Notice the contrast between verses eight and eleven: Men are to pray but women are to keep silent. The principle for this command is set forth in verse twelve: women are neither to teach nor usurp authority over the man. Elsewhere in the New Testament women are commanded to teach, but the principle here is that they are not to “usurp authority over the man” by so doing. Women may sing, but they are not to lead songs when men are also assembled.

Finally, we should also realize that when we approach God in prayer we are approaching the God of all creation. His name is holy and reverend (Ps. 111:9). He is to be feared (Ps. 96:4; I Pet. 2:17). So many today approach God with an irreverent or casual attitude, mistaking His approachableness for the ordinary or pedestrian. But God is holy and so should we be when we approach His Holy Throne in prayer (I Tim. 2:8; Heb. 12:28). This will be manifested in our speech, our dress and our attitude.

Eric L. Padgett


This week, Larry Albritton of the West Side Church of Christ will be with us for our extended Gospel Meeting. I have opened the blog to brother Albritton. The following is from the West Side Church of Christ bulletin of Nov. 17, 2013.

The Philistines had taken possession of the ark of the covenant, but after several plagues, they returned it. With the ark recovered and relocated at the house of Abinadab, Israel had time to lament the unfaithfulness to Cod which had caused them to lose the ark. During these years, Samuel preached that Israel must put away her idols and return to Jehovah. This they did. After offering a lamb in sacrifice to the Lord, “Samuel cried unto the Lord for Israel and the Lord heard him” (I Samuel 7:9).

Today, when people cry out to God, does He hear them? Will he hear us? From all that the Bible tells us, God only hears those who hear Him. Consider the following:

“He that turneth away his ear from hearing the law, even his prayer shall be abomination” (Proverbs 28: 9).

“The Lord is far from the wicked: but He heareth the prayer of the righteous” (Proverbs 15:29).

“If I regard iniquity in my heart, the Lord will not hear me” (Psalm 66: 18).

“Your sins have hid His face from you, that He will not hear” (Isaiah 59: 2).

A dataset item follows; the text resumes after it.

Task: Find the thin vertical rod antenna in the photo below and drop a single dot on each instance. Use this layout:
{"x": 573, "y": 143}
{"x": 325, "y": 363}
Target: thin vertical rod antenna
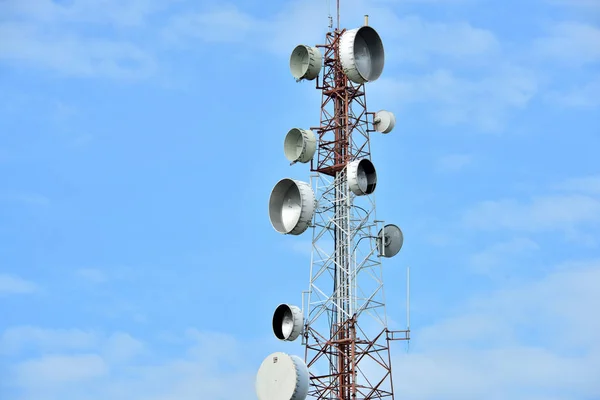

The cries of the disobedient God will not hear. Those who turn a deaf ear to God’s laws, that live wickedly, that are insincere in their service to Him–God will not hear their petitions. What a striking blow this is to many who have sought God’s help as a last resort at a moment of peril! There is no toll-free emergency line to His throne. If a line does exist, it is because we have been listening to Him.

When one becomes a child of God and is cleansed of past sins by the blood of Christ (Acts 2: 38 ; Galatians 3: 16-27; and Ephesians 1: 7), the distance to God is spanned. A Christian is able to commune with the heavenly Father through the advocacy of Jesus Christ (I John 2: 1). God hears His children!

When a baptized believer sins, repentance, confession of the wrong, and prayer for forgiveness serve to maintain the favor of God (Acts 5:22-24 and I John 1:7-9). If such iniquities continue and are not put behind, there comes a time when God will no longer hear us. Consider the words of Jesus in Matthew 5 :23-24. If we offend a brother in Christ and fail to make it right, our “gift” of worship will not be accepted. Peter tells us that a marriage conflict may even cause our prayers to be hindered (I Peter 3: 7). It is good to always remember that “the effectual fervent prayer of a righteous man availed much” (James 5: 16).

When life strikes a harsh blow and the world seems to be caving in about me, I certainly want God to hear my cries for help. The Father has promised to hear me and respond if I have been hearing Him. If you cried out to God, would He hear you? We must prepare ourselves so He will.